Build GenAI failure classification system

When you operate a GenAI system in production, you quickly discover that an LLM can return HTTP 200 with a perfectly structured response that contains fabricated citations, drifted embeddings, or PII leakage — silent failures that traditional REST monitoring will never flag. Without a shared vocabulary that names each failure mode and routes it to the right runbook, on-call engineers waste hours triaging "the model seems weird today" tickets while real incidents like prompt injection or runaway agent loops compound unnoticed.

By the end of this lesson you'll be able to classify any production GenAI failure signal into one of five canonical categories — provider, quality, cost, security, or data — encode each as a typed Pydantic event, and apply the priority order that downstream alerting depends on.

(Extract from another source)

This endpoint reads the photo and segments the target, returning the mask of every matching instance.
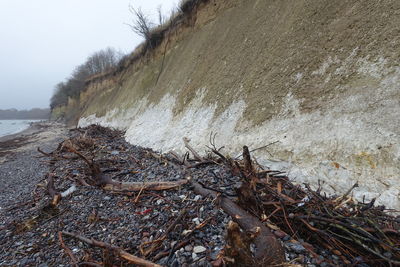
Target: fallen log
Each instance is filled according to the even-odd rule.
[[[206,189],[195,181],[191,181],[194,192],[204,197],[218,199],[220,207],[229,214],[239,226],[251,233],[253,243],[256,246],[254,254],[255,262],[259,266],[272,266],[284,262],[284,251],[274,234],[258,218],[243,210],[227,197],[221,196],[217,192]]]
[[[71,232],[66,232],[66,231],[62,231],[62,234],[66,235],[66,236],[70,236],[73,238],[76,238],[84,243],[87,243],[89,245],[95,246],[95,247],[100,247],[100,248],[104,248],[104,249],[109,249],[114,251],[118,256],[120,256],[121,258],[127,260],[128,262],[132,263],[132,264],[136,264],[138,266],[144,266],[144,267],[162,267],[161,265],[158,265],[154,262],[139,258],[137,256],[134,256],[128,252],[126,252],[125,250],[123,250],[120,247],[102,242],[102,241],[97,241],[94,239],[89,239],[86,238],[84,236],[75,234],[75,233],[71,233]]]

• Provider Failure — Errors originating from the upstream LLM API (rate limits, 5xx, timeouts, model deprecation). Matters here because these are the only failures with explicit HTTP error codes and form the baseline category against which the silent ones are contrasted.
• Quality Failure — Semantic degradation of model output (hallucination, format violation, coherence drop, silent regression after a model update). Matters because the request returns 200 — only an evaluation pipeline can surface it.
• Cost Failure — Token consumption or billing that breaches a configured budget (recursive agent loops, tier escalation, prompt bloat). Matters because cost overruns scale linearly with traffic and can drain a monthly budget in minutes.
• Security Failure — Adversarial or accidental violations of the system's security boundary (prompt injection, PII leakage, jailbreak, exfiltration). Matters because this is the highest-priority bucket in the classifier — it preempts every other signal.
• Data Failure — Corruption or drift in the data layer that feeds GenAI pipelines (embedding drift, retrieval degradation, ingestion gaps). Matters because data failures masquerade as quality failures and must route to the reindex runbook, not the eval runbook.

The five-category taxonomy

Production GenAI systems fail across five distinct axes. Each axis branches into specific failure modes that demand different detection signals and different mitigation runbooks. Provider failures trigger failover; quality failures trigger evaluation pipelines; cost failures trigger circuit breakers; security failures trigger lockdown; data failures trigger reindex workflows. Classifying every observable symptom into exactly one of these five buckets is what makes the rest of your operations stack tractable (see Code Walkthrough).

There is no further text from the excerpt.